His failures were immense. What's astonishing about his first great success, The Naked and the Dead, isn't that Norman is able to get us into the heads of so many different characters; it's that all of these characters, no matter how narrow-minded or inarticulate they may seem, are, in their thoughts, genuinely profound. The novel is bleak, and full of pointless death, but in this existential thread it's hopeful. Even the most racist of us, the most certain of us, wonder what it's all about.
His subsequent novels -- Barbary Shore, The Deer Park, An American Dream -- were too much about ideas rather than characters. From his non-fiction you already knew about these ideas and it wasn't much fun watching him manipulate his characters to fit them. He did it with real characters, too. In The Fight, George Foreman tells the press before The Rumble in the Jungle, "It's hard to concentrate and be polite when you're asked questions you've heard before," to which Norman writes: "[Foreman] subscribed to the principle that repetition kills the soul." Well, maybe. Norman speaks similarly for Foreman's trainer, Dick Sadler, whose mere expression said, according to Norman, "Repetition is security for idiots." Again: maybe. Norman's characters, real or imagined, kept slipping into the well-worn grooves of Norman's philosophy.
Which is probably what finally did me in. Norman became like the spouse whose stories and jokes I'd heard too many times. I kept thinking, "Oh, not this again, Norman, please." But I still read and enjoyed The Executioner's Song and Tough Guys Don't Dance and The Gospel According to the Son and 500 pages of Harlot's Ghost and my only regret is that I didn't finish Harlot's Ghost even though its "To be continued" ending was mocked by reviewers everywhere.
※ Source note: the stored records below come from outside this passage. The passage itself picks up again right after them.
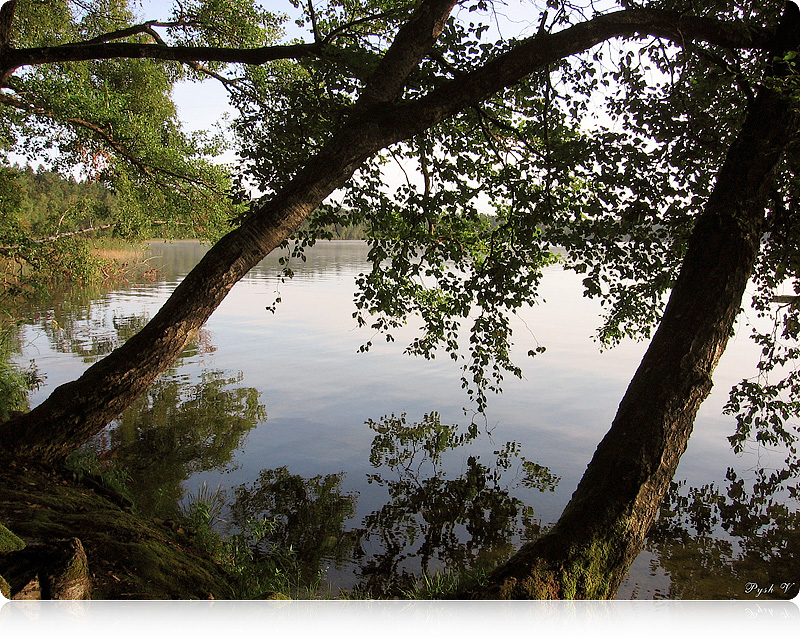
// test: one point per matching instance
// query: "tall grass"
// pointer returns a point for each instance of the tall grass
(257, 568)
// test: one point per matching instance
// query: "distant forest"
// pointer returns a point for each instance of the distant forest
(47, 203)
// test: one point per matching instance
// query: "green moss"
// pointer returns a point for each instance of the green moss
(9, 541)
(129, 557)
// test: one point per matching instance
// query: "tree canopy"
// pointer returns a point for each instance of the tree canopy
(622, 139)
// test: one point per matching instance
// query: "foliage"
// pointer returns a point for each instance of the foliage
(456, 526)
(110, 124)
(601, 160)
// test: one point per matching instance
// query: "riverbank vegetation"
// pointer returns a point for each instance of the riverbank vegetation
(655, 142)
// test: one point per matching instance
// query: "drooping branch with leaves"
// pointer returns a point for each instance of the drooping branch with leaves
(685, 189)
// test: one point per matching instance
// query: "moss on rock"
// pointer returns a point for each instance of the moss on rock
(9, 541)
(129, 557)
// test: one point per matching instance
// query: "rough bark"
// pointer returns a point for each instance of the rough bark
(79, 409)
(588, 552)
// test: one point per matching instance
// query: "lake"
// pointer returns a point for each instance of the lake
(368, 461)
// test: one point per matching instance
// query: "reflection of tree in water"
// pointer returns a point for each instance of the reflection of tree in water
(177, 429)
(433, 522)
(715, 542)
(309, 517)
(429, 521)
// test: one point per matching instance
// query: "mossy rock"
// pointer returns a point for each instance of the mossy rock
(9, 541)
(129, 557)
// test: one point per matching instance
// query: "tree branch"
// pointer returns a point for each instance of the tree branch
(537, 52)
(78, 52)
(144, 167)
(64, 234)
(413, 41)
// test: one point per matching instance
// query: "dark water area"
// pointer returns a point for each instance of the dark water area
(372, 465)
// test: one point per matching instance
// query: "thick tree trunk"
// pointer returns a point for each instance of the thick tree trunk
(75, 411)
(588, 552)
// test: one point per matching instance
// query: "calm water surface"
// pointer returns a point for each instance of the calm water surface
(367, 460)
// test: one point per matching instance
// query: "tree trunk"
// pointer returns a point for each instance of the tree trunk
(588, 552)
(76, 411)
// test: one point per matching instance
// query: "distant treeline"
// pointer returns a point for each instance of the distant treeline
(42, 203)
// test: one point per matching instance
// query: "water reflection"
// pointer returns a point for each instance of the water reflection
(309, 516)
(437, 520)
(738, 540)
(177, 429)
(379, 504)
(432, 521)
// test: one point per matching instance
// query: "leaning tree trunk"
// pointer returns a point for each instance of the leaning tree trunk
(589, 550)
(76, 411)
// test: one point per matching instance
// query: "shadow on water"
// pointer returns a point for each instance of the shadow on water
(442, 507)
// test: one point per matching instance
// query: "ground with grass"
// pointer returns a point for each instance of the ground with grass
(129, 557)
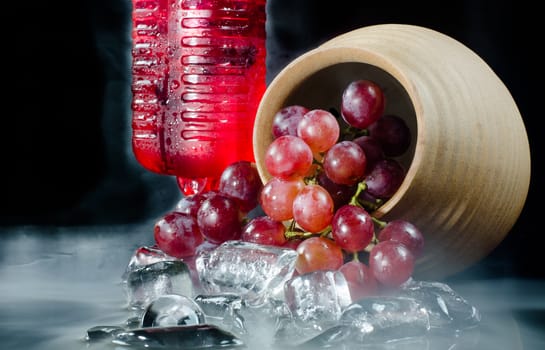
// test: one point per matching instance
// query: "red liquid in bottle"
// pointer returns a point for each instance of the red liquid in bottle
(198, 74)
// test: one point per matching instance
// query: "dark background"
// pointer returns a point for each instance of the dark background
(66, 145)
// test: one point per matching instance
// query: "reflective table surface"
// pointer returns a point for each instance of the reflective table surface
(58, 282)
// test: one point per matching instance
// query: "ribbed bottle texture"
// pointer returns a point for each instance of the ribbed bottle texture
(198, 74)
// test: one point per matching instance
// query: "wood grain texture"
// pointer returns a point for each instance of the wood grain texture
(468, 170)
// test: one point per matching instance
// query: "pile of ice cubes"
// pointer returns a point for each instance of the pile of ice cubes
(246, 295)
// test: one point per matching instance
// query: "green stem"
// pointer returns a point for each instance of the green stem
(381, 224)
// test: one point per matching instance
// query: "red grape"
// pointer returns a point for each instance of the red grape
(319, 129)
(340, 193)
(318, 253)
(190, 204)
(372, 149)
(391, 263)
(177, 234)
(385, 178)
(288, 157)
(361, 281)
(219, 219)
(264, 230)
(404, 232)
(313, 208)
(345, 163)
(286, 120)
(277, 196)
(392, 133)
(352, 228)
(362, 103)
(241, 181)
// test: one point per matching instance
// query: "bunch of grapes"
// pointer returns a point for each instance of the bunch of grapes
(329, 171)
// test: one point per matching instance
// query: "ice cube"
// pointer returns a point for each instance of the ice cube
(202, 336)
(223, 310)
(317, 299)
(99, 333)
(385, 318)
(147, 283)
(172, 310)
(253, 271)
(143, 256)
(447, 309)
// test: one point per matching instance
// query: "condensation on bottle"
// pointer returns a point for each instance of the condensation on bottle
(198, 75)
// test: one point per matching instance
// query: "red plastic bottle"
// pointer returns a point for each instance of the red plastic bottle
(198, 75)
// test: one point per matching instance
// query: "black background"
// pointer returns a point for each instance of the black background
(66, 122)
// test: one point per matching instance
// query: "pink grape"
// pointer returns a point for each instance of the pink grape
(177, 234)
(352, 228)
(277, 196)
(285, 121)
(391, 262)
(264, 230)
(313, 208)
(190, 204)
(405, 232)
(240, 181)
(392, 133)
(288, 157)
(361, 281)
(340, 193)
(318, 253)
(319, 129)
(362, 103)
(219, 219)
(345, 163)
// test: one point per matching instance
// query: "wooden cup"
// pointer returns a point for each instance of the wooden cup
(468, 168)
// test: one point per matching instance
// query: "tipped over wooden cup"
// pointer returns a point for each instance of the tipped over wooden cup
(468, 167)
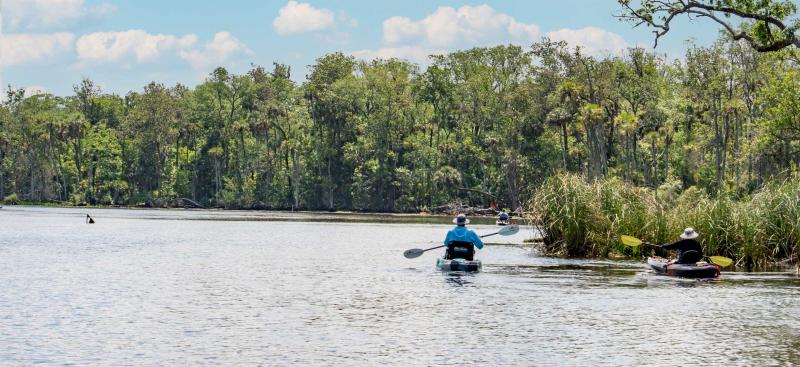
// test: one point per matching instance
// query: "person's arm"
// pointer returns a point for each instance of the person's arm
(476, 240)
(672, 246)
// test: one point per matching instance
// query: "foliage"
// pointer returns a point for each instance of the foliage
(477, 127)
(581, 218)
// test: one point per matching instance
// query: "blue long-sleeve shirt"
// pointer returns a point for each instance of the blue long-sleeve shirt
(463, 234)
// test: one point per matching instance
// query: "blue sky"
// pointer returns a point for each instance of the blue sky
(124, 44)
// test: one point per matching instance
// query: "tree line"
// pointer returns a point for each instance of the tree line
(476, 127)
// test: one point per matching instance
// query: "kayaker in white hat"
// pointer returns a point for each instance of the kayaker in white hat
(460, 241)
(689, 249)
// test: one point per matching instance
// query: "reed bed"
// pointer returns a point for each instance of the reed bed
(579, 218)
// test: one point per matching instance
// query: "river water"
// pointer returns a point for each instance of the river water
(160, 287)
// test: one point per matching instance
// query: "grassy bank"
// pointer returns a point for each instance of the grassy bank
(585, 219)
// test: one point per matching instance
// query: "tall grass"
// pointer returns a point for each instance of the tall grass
(585, 219)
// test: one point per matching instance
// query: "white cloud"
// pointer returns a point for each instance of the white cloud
(24, 48)
(216, 52)
(593, 40)
(448, 26)
(33, 90)
(298, 17)
(113, 46)
(411, 53)
(42, 14)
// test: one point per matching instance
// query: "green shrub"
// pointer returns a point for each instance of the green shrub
(585, 219)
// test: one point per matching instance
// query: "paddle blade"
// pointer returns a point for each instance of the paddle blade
(630, 241)
(508, 230)
(414, 252)
(722, 261)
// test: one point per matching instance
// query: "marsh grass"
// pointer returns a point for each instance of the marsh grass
(585, 219)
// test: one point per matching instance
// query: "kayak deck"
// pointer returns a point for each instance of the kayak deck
(697, 270)
(458, 265)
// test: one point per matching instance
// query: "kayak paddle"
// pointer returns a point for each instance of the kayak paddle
(633, 242)
(505, 231)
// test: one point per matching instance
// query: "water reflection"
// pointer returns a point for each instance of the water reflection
(458, 278)
(133, 291)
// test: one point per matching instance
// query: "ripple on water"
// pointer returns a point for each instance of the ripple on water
(132, 290)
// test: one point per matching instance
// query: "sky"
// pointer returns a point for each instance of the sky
(122, 45)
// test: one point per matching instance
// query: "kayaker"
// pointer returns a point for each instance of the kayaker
(460, 242)
(689, 249)
(503, 216)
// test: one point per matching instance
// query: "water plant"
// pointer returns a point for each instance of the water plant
(581, 218)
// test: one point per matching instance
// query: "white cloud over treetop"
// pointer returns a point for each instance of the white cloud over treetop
(447, 29)
(25, 48)
(216, 52)
(46, 14)
(593, 40)
(448, 26)
(113, 46)
(298, 17)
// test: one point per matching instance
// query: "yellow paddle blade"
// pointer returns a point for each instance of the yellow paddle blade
(630, 240)
(722, 261)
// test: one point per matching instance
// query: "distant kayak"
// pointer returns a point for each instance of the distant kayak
(458, 265)
(698, 270)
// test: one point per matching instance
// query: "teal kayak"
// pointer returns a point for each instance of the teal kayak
(458, 265)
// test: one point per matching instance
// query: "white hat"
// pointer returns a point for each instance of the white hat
(461, 220)
(689, 233)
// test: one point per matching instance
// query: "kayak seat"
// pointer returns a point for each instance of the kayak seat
(689, 257)
(460, 250)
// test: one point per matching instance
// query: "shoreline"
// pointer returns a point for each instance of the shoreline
(222, 209)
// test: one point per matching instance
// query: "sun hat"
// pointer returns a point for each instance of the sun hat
(689, 233)
(461, 220)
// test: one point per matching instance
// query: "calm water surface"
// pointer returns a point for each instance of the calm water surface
(245, 288)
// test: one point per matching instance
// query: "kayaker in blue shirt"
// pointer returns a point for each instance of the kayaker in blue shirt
(460, 240)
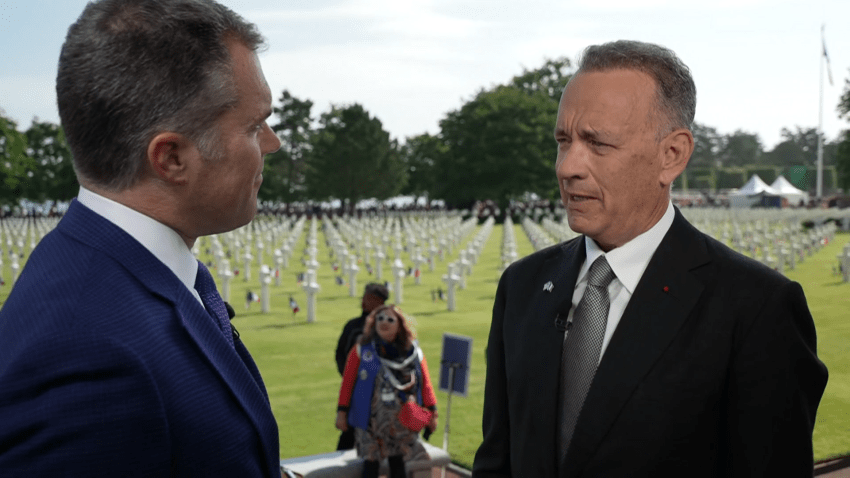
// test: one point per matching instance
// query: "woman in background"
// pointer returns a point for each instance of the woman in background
(385, 371)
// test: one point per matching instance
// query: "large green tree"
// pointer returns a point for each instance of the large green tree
(842, 155)
(285, 169)
(741, 148)
(52, 177)
(499, 146)
(799, 146)
(14, 161)
(353, 158)
(707, 146)
(550, 79)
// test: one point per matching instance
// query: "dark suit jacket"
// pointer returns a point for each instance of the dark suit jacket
(712, 370)
(110, 367)
(353, 328)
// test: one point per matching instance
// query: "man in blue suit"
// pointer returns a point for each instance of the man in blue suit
(687, 358)
(116, 353)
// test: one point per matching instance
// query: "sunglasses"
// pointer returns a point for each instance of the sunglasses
(384, 317)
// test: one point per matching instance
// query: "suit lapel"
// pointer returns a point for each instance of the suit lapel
(545, 340)
(661, 303)
(235, 366)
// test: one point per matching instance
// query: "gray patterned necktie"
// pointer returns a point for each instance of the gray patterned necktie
(580, 351)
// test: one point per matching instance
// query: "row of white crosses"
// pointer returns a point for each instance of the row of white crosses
(258, 237)
(372, 238)
(467, 257)
(539, 238)
(844, 262)
(775, 238)
(509, 253)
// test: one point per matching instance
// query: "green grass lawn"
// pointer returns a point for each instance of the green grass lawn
(297, 359)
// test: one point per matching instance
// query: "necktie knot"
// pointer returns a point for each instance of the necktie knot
(600, 273)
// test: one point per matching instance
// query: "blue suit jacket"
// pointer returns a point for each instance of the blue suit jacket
(110, 367)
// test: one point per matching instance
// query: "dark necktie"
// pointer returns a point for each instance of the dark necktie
(580, 351)
(205, 285)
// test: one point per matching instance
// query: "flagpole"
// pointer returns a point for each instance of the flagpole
(819, 193)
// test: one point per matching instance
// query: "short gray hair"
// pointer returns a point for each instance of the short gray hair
(676, 91)
(130, 69)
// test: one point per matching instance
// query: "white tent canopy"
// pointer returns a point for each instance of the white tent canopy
(752, 193)
(789, 192)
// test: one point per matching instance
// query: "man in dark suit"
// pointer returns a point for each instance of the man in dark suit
(117, 357)
(374, 295)
(703, 361)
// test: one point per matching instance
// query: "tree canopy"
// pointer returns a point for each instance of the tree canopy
(353, 158)
(285, 170)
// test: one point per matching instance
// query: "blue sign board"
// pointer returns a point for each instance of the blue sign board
(457, 353)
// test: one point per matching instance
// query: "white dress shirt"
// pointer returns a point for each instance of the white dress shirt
(162, 241)
(628, 262)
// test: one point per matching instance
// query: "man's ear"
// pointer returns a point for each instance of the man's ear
(169, 155)
(677, 148)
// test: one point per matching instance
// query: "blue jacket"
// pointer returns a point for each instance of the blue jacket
(110, 367)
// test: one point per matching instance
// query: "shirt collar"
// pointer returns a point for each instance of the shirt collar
(162, 241)
(630, 260)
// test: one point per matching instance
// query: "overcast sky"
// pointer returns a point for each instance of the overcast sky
(756, 63)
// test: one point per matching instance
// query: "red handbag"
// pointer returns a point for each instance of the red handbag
(414, 417)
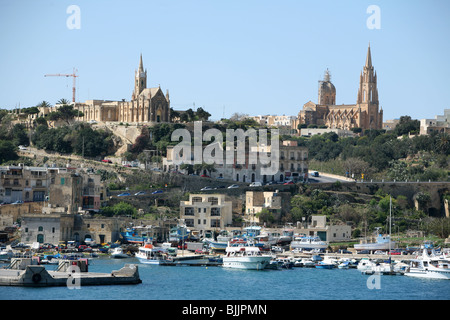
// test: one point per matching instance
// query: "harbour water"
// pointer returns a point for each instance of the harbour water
(217, 283)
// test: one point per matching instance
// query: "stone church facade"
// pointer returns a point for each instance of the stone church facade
(147, 105)
(365, 114)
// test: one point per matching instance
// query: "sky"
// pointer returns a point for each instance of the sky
(255, 57)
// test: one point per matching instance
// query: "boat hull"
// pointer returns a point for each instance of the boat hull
(120, 256)
(247, 263)
(150, 261)
(428, 274)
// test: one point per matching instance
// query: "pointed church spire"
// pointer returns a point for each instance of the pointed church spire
(368, 58)
(141, 65)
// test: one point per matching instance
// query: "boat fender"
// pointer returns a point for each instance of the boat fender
(36, 277)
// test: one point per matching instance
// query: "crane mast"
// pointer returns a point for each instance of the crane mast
(74, 75)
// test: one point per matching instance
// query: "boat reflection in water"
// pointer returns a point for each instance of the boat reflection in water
(245, 256)
(432, 267)
(149, 254)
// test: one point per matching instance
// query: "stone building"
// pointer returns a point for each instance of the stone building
(55, 227)
(206, 212)
(278, 203)
(293, 165)
(318, 226)
(365, 114)
(147, 105)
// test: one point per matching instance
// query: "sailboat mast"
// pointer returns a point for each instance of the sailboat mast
(390, 222)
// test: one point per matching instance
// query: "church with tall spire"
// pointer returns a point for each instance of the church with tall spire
(147, 105)
(365, 114)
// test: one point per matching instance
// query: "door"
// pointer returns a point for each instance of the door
(40, 238)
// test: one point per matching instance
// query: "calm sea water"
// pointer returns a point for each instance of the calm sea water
(217, 283)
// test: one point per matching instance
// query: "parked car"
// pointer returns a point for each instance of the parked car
(343, 251)
(84, 248)
(395, 252)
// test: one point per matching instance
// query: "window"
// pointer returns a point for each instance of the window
(196, 199)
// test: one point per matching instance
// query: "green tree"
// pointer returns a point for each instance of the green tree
(7, 151)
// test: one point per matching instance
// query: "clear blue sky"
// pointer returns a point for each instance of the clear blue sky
(247, 56)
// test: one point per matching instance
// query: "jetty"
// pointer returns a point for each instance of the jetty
(22, 272)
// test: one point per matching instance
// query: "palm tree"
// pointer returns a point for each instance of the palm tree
(44, 104)
(443, 143)
(63, 101)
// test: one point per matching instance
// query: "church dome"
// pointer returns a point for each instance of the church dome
(327, 86)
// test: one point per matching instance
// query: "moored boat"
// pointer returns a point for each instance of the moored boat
(149, 254)
(429, 267)
(324, 265)
(308, 243)
(382, 242)
(245, 256)
(118, 253)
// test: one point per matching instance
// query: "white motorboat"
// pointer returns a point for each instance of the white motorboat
(245, 256)
(382, 242)
(6, 254)
(365, 264)
(429, 267)
(149, 254)
(118, 253)
(308, 243)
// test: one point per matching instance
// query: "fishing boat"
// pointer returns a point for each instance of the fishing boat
(305, 263)
(365, 264)
(245, 256)
(118, 253)
(149, 254)
(324, 265)
(382, 242)
(308, 243)
(135, 235)
(430, 267)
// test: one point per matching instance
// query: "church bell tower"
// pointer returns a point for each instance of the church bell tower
(140, 80)
(368, 92)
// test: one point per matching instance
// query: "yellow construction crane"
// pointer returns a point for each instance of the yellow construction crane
(74, 75)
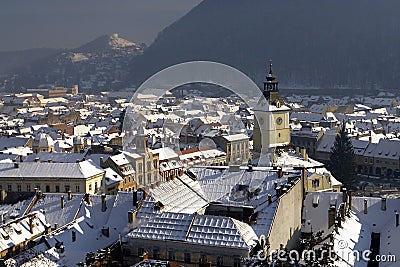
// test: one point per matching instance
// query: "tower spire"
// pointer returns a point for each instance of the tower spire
(270, 67)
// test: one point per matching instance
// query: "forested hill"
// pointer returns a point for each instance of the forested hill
(327, 44)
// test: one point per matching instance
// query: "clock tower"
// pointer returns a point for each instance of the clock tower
(271, 122)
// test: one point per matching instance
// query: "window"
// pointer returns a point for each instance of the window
(187, 257)
(236, 262)
(203, 258)
(140, 252)
(156, 253)
(220, 261)
(315, 183)
(126, 252)
(171, 255)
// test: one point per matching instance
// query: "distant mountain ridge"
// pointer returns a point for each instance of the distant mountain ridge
(97, 65)
(324, 44)
(11, 60)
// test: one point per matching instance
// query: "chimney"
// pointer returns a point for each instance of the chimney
(31, 224)
(250, 168)
(350, 199)
(134, 202)
(278, 191)
(303, 152)
(365, 206)
(383, 204)
(106, 231)
(62, 202)
(87, 198)
(339, 221)
(280, 173)
(73, 236)
(342, 210)
(344, 191)
(103, 203)
(331, 216)
(131, 216)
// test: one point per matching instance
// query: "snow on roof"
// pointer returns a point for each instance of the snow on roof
(326, 143)
(204, 230)
(388, 149)
(83, 169)
(6, 142)
(181, 194)
(88, 229)
(119, 159)
(18, 231)
(12, 211)
(50, 205)
(236, 137)
(355, 232)
(55, 157)
(165, 153)
(111, 176)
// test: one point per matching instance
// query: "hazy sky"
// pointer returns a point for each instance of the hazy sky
(61, 23)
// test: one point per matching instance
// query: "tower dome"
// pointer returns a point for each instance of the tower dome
(43, 143)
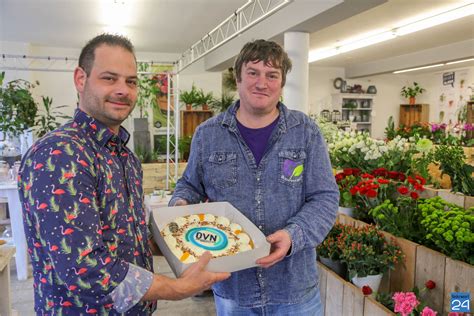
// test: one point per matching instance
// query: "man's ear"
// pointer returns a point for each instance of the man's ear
(80, 77)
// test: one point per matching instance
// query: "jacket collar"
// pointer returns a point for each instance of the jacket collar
(286, 119)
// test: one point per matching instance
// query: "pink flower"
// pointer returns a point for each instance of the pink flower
(404, 302)
(430, 284)
(366, 290)
(428, 312)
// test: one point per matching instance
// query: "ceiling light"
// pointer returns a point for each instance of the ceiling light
(417, 68)
(436, 20)
(421, 24)
(459, 61)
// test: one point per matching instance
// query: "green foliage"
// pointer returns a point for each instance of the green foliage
(412, 91)
(451, 160)
(46, 122)
(204, 98)
(448, 228)
(399, 217)
(223, 103)
(390, 131)
(18, 108)
(147, 90)
(190, 97)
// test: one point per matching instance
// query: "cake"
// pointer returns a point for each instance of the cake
(188, 237)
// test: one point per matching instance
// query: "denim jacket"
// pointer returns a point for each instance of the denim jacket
(292, 188)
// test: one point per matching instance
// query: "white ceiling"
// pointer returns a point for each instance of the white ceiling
(172, 26)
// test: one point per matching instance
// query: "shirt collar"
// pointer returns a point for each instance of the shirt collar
(98, 131)
(286, 119)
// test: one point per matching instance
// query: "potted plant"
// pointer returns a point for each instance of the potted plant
(204, 99)
(46, 121)
(410, 92)
(346, 180)
(330, 250)
(189, 98)
(368, 256)
(18, 108)
(447, 228)
(451, 160)
(223, 103)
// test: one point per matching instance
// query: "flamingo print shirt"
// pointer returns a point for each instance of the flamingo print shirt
(80, 188)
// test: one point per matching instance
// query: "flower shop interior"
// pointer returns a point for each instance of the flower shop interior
(390, 84)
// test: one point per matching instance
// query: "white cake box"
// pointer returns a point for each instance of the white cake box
(160, 217)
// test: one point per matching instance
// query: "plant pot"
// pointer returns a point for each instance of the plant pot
(336, 266)
(349, 211)
(371, 280)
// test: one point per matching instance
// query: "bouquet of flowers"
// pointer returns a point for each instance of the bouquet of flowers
(408, 303)
(366, 252)
(332, 246)
(357, 150)
(449, 228)
(346, 180)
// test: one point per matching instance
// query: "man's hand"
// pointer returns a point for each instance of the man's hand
(280, 244)
(193, 281)
(180, 202)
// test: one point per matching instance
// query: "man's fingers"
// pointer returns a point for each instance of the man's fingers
(278, 254)
(221, 276)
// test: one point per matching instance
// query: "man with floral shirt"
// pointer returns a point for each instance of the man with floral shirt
(81, 191)
(272, 164)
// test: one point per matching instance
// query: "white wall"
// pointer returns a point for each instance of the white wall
(388, 99)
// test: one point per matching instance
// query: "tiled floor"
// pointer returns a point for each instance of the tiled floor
(23, 303)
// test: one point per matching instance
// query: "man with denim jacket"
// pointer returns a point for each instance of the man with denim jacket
(272, 164)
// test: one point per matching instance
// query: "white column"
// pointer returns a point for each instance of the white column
(295, 92)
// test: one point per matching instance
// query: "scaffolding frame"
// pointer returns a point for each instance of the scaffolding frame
(251, 13)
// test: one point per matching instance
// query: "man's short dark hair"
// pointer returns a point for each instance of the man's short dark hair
(86, 59)
(269, 52)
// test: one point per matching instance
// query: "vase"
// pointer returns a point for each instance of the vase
(336, 266)
(371, 280)
(349, 211)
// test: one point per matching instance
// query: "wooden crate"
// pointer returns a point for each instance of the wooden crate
(457, 198)
(459, 277)
(190, 120)
(403, 277)
(411, 114)
(352, 301)
(430, 265)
But Norman's always had a problem with endings.
I met him once. He was with a PR person signing books in the offices adjacent to the bookstore warehouse where I worked, and on the way to the elevator I caught him, and stumbled over myself telling him how much he meant to me, and shook his hand. I was ready for a question, a quiz, a fight, anything, but he was no longer the enfant terrible I'd been reading but an elfin figure in his 70s. He smiled and thanked me graciously.
The host of this Post was right when she said most publications got him wrong in their obituaries. This wouldn't have surprised him much. "Now we may leave Time in order to find out what happened," he wrote in The Armies of the Night. "Once a newspaper touches a story, the facts are lost forever," he wrote in The Presidential Papers.
The title of her post was "Heaven Just Got a Lot More Interesting." The corollary is sad. He roared. Who's roaring now? He planted himself in the middle of his generation and tried to figure it all out. All of it. She wrote, "He aggressively believed (aggressive belief being one of his most comfortable postures) in God, reincarnation, and an afterlife. To Mailer, belief in reincarnation was what made sense of life."
Now he knows. If there's anything to know, now he knows.